Moving workers’ compensation management to a mobile app is about much more than just the convenience of paying a bill; it’s about shortening the distance between the policyholder and the expertise they need. When a business owner can generate a certificate of insurance or reach their underwriter with a single touch, the relationship shifts from a bureaucratic burden to a supportive partnership. We measure the success of these mobile-first strategies by looking at the reduction in time-to-issue for certificates and the frequency of “self-service” interactions for routine tasks like updating contact information or viewing account histories. This efficiency frees up both the policyholder and the underwriter to focus on more complex safety and risk issues rather than getting bogged down in paperwork. It transforms the mobile device into a powerful tool for policy management that can be accessed from a job site or a home office, making the insurance process feel like a seamless part of a modern business operation.

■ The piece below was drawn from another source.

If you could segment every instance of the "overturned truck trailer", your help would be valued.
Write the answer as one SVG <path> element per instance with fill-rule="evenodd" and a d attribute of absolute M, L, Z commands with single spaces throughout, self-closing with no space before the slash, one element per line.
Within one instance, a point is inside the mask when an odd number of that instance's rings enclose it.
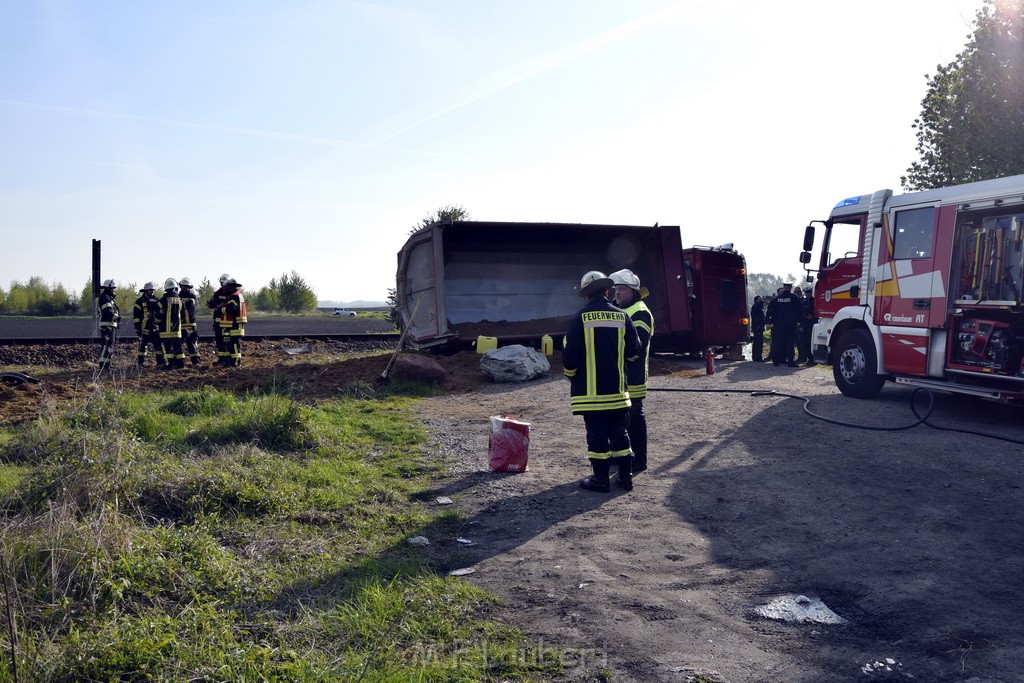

Insurance operations involve many decisions, such as processing endorsements or submissions, that require years of accumulated judgment. How can AI orchestration effectively capture this institutional knowledge, and what is the step-by-step process for ensuring these automated systems handle complex, line-of-business exceptions at a massive scale?
The challenge with AI in insurance is that many decisions appear routine until a specific context or exception turns them into a high-stakes judgment call. AI orchestration works by creating a unified operating layer that integrates data, workflows, and two decades of documented expertise into a system that can think like a veteran underwriter. The process starts by mapping out the specific “judgment calls” that have been accumulated over years of processing submissions and endorsements, then building these into an automated framework. This isn’t about a simple point solution; it’s about a massive scale of knowledge management where the system can flag line-of-business exceptions that require human intervention. By using AI to handle the bulk of the data-heavy lifting while preserving the nuanced expertise of the staff, carriers can maintain a level of accuracy and scale that was previously impossible, ensuring that every endorsement is handled with the weight of twenty years of experience.
What is your forecast for the evolution of wildfire resilience and cyber liability?
I predict that within the next five years, we will see a mandatory integration of science-based mitigation data directly into the underwriting algorithms for both property and cyber lines. For wildfire resilience, the “Neighborhood” designation will become a standard requirement for new developments in high-risk states, effectively turning community-wide fire safety into a prerequisite for obtaining a mortgage. On the cyber side, I expect a shift away from static annual policies toward dynamic “active” coverage, where a carrier’s AI orchestration layer monitors a company’s security posture in real-time. This will create a more fluid market where premiums are directly tied to the daily digital hygiene of the insured, much like how a “Wildfire Prepared” home receives recognition for its physical upgrades. Ultimately, the industry will move from being a payer of claims to a primary driver of risk prevention, using a blend of mobile accessibility and deep-tech orchestration to protect policyholders before a disaster ever strikes.